Little Snitch is a host-based application firewall for Mac OS X. It can be used to monitor applications, preventing or permitting them to connect to attached networks through advanced rules.

https://en.wikipedia.org/wiki/Little_Snitch

Darthy 9 years ago

If you only need to send data once per week, and that data is less than 2K, simply encrypt it, make it part of a URL that you control, then tell the default browser to open that URL. Nearly everybody has configured Little Snitch so that the browser can connect to anything (because the popups quickly annoy). Then do a redirect on your server to something innocuous, and the user will quickly forget.

  • _nalply 9 years ago

    Or even better use window.close() then the user will only see the browser window open briefly. Of course if the user has JavaScript disabled, use HTTP 302 Found or HTML meta refresh to redirect, blah blah.

golergka 9 years ago

So, apart from not demonstrating very high skill level (already discussed in other comments written by people that seem knowledgeable), how is this even remotely morally shady? They clearly discuss penetrating particular target systems — isn't that exactly what you would expect your intelligence/counter-intelligence service to do?

karmakaze 9 years ago

Why LS and not one of many other programs?

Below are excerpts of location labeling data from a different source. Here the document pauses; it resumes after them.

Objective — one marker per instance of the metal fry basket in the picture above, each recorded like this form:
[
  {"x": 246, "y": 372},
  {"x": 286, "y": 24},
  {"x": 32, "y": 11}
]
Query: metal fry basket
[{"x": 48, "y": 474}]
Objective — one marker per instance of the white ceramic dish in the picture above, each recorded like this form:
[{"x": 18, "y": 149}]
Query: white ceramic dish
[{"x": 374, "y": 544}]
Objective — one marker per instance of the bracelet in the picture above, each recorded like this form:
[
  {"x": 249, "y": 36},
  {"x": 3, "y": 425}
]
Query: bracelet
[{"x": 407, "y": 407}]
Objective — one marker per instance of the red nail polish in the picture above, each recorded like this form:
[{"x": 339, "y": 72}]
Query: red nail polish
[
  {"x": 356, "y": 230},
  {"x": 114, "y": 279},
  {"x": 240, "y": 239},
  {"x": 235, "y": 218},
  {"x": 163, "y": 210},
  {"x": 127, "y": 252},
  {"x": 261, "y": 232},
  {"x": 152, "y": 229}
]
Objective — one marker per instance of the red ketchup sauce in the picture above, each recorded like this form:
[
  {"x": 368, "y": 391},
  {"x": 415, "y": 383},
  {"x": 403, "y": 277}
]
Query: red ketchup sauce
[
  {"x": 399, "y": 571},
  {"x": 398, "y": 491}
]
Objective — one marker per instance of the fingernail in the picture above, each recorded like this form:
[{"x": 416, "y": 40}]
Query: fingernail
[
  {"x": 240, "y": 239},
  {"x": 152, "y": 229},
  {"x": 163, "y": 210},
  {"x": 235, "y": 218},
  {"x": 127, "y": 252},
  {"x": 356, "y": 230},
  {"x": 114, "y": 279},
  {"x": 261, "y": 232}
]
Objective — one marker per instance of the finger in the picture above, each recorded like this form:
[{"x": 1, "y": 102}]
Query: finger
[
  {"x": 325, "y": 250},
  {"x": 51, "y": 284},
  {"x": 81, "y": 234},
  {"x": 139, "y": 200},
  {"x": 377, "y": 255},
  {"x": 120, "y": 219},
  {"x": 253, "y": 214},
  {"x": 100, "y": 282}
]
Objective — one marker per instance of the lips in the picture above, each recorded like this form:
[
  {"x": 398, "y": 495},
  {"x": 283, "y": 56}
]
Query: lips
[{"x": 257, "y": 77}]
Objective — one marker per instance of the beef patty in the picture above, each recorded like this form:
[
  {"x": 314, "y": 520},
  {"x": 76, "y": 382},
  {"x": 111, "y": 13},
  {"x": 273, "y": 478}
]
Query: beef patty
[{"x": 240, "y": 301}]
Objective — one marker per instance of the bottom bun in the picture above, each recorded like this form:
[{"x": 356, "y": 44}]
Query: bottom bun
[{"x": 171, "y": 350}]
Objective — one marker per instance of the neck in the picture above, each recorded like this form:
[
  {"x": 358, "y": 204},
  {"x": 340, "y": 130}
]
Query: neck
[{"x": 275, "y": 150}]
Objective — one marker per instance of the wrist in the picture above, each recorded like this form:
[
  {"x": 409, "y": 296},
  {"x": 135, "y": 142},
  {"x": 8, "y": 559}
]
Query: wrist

Is it for the humour value of its name to specifically alter it?

  • DaiPlusPlus 9 years ago

    I'd wager LS users are more tech-savvy and less likely to be using more mainstream tools like Norton or McAfee - they want one tool that gives them control over what programs have network access, not a bloated adware platform.

neoncontrails 9 years ago

"Inject into" is their wording. The meaning is unclear. Is the goal to disable a working installation of Little Snitch?

  • Kalium 9 years ago

    Their goal is to suborn and evade it. In context, "inject into" should be understood to mean "to inject code or configuration of choice into a software package".

  • rurban 9 years ago

    Adding their proxy/reverse shell/network tool to the firewall whitelist, most likely.